AYA(Tunisia) - JCC : 2017 - 23 min


Moufida Fedhila




Avec Aya, qu’elle décrit comme un film destiné « aussi » aux enfants, la réalisatrice Moufida Fedhila porte à l’écran un fait divers qui, dans sa banalité, illustre parfaitement l’impasse où se trouvent les jeunes filles salafistes de Tunisie, écartelée entre la progressisme des écoles primaires et le traditionalisme des écoles coraniques. C’est le cas du personnage titulaire, auquel l’excellente jeune actrice May Berhouma prête alternativement l’indocilité et la candeur d’un écolier truffautien, dont le drame socio-domestique constitue ici aussi une opportune analyse de mœurs. Rappelé à l’ordre par quelques-uns de ses coreligionnaires, qui débarquent dans son commerce à la manière d’un détachement maffieux, le père d’Aya s’empresse alors de lui dépeindre un Allah/Père Noël qui ne lui apparaîtrait que si elle cesse de jouer avec les garçons et se met à « grandir » dans la foi (prescription qu’elle interprète comme une injonction de troquer son hijab pour un niqab). Or, le voile intégral étant déjà mal vu par la population locale, il s’agit d’un véritable objet de ridicule pour ses camarades de classe « régulière », qui invectivent la jeune fille et s’ameutent pour le lui arracher. Venant à la rescousse de sa fille, la mère d’Aya la transporte alors aux abords de la ville, où elle se dénude la tête à son tour, opposant au spectacle navrant du dévoilement forcé le spectacle affirmatif du dévoilement volontaire, pourvoyant ainsi au film une finale superbe, où la chevelure magnifique des deux protagonistes luit finalement au soleil.

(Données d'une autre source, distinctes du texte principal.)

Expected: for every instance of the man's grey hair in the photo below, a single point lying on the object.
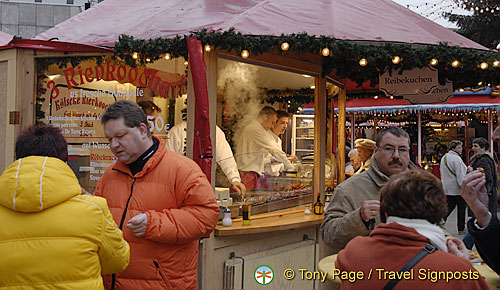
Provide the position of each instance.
(455, 143)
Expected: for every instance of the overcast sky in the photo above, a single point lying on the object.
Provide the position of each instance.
(432, 6)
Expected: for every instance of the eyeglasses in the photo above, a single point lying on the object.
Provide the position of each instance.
(390, 150)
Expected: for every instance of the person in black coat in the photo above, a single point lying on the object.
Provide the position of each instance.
(483, 159)
(484, 228)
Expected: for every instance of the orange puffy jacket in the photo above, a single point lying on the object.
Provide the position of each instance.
(181, 208)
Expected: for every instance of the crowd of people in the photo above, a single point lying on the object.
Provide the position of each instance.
(152, 206)
(392, 214)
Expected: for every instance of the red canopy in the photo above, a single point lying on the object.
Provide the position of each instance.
(358, 20)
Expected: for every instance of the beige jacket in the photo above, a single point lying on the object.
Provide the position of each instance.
(342, 216)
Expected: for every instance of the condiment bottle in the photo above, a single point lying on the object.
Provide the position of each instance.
(318, 206)
(246, 210)
(227, 221)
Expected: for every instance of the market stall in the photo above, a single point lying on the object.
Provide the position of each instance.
(468, 114)
(263, 35)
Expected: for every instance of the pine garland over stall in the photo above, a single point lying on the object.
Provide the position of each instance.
(357, 61)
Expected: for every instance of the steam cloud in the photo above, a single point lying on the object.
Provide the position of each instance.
(237, 82)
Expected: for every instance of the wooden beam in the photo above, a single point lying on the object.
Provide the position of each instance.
(289, 63)
(341, 136)
(211, 72)
(319, 136)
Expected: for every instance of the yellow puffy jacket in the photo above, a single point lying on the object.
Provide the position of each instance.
(51, 236)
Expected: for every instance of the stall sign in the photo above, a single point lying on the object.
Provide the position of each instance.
(439, 94)
(75, 98)
(410, 82)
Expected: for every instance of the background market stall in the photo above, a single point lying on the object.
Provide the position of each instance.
(328, 40)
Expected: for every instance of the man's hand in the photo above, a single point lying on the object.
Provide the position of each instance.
(474, 193)
(349, 172)
(138, 224)
(292, 158)
(370, 209)
(457, 248)
(239, 187)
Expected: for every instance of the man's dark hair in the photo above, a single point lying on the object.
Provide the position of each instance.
(455, 143)
(42, 140)
(132, 114)
(267, 110)
(148, 106)
(396, 131)
(413, 194)
(282, 114)
(483, 143)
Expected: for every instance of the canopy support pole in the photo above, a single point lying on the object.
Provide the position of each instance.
(490, 130)
(419, 141)
(353, 123)
(319, 136)
(341, 136)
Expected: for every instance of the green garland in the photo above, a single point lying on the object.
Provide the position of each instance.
(344, 56)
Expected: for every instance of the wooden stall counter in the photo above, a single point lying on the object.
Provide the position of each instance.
(327, 265)
(291, 218)
(283, 239)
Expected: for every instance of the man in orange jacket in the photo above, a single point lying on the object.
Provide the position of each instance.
(161, 200)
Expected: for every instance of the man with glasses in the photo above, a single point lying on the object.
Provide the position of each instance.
(354, 210)
(453, 170)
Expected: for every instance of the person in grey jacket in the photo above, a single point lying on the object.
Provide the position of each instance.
(483, 159)
(453, 170)
(354, 210)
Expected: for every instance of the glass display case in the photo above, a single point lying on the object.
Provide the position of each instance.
(280, 192)
(302, 135)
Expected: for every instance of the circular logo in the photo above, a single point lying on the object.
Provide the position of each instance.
(264, 275)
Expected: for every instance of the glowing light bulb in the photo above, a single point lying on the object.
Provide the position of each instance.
(245, 53)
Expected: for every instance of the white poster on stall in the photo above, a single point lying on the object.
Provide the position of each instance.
(410, 82)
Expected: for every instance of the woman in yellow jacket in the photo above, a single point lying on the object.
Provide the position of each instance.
(52, 236)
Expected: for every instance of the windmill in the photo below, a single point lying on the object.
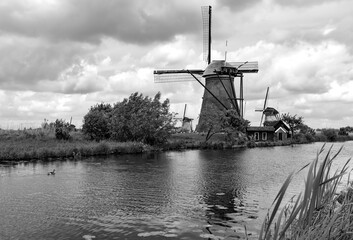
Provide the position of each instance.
(186, 122)
(270, 113)
(219, 88)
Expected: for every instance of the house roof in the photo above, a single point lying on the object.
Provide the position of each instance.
(260, 129)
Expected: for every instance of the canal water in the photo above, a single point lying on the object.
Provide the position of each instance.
(194, 194)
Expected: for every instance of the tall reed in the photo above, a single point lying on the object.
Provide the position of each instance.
(317, 213)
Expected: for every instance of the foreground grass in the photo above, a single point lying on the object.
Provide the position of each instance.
(318, 212)
(41, 144)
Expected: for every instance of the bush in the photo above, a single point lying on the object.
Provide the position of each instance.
(62, 129)
(330, 134)
(96, 121)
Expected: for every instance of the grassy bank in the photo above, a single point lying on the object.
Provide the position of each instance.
(34, 144)
(41, 144)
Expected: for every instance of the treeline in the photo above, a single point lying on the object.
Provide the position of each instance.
(137, 118)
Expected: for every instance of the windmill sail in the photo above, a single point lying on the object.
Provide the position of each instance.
(163, 76)
(206, 25)
(246, 67)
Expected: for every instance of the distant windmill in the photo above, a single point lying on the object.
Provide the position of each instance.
(186, 122)
(271, 114)
(219, 90)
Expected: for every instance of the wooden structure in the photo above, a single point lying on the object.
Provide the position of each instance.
(219, 87)
(276, 131)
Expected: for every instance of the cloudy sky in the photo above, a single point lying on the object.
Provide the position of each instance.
(59, 57)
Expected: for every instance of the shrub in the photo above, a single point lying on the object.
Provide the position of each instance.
(316, 213)
(330, 134)
(62, 129)
(96, 121)
(140, 118)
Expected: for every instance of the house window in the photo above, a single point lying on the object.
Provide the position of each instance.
(257, 136)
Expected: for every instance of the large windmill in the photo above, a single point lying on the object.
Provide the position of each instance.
(219, 90)
(271, 114)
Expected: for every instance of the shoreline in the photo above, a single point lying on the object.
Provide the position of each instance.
(48, 149)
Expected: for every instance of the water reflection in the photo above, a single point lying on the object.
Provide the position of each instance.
(189, 195)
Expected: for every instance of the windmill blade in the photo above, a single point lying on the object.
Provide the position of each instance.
(184, 111)
(163, 76)
(262, 117)
(206, 24)
(246, 67)
(265, 103)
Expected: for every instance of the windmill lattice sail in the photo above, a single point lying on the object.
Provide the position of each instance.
(219, 88)
(164, 76)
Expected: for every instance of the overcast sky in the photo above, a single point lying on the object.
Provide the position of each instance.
(59, 57)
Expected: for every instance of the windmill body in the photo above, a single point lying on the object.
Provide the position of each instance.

Grâce à ce récit archisimple, où chaque geste et chaque regard est lourd de signification, Fedhila évoque parfaitement l’injustice inhérente au sectarisme imposé (à l’imaginaire infantile), militant ce faisant pour le droit des femmes à l’autodétermination. À ce titre, il est intéressant de noter l’incroyable sensualité des images d’ouverture qui, par le spectacle impressionniste d’un couple aux bains, dévoile tout un pan dissimulé de la société maghrébine, soit la sensualité féminine. Si ce n’était du caractère fragmentaire et du grand esthétisme de la séquence, on pourrait presque croire à une provocation. Or, c’est précisément là que réside tout le génie de la cinéaste : dans la subtilité de son militantisme et son approche légère du problème central, dont le caractère absurde se dégage ainsi naturellement du matériau narratif.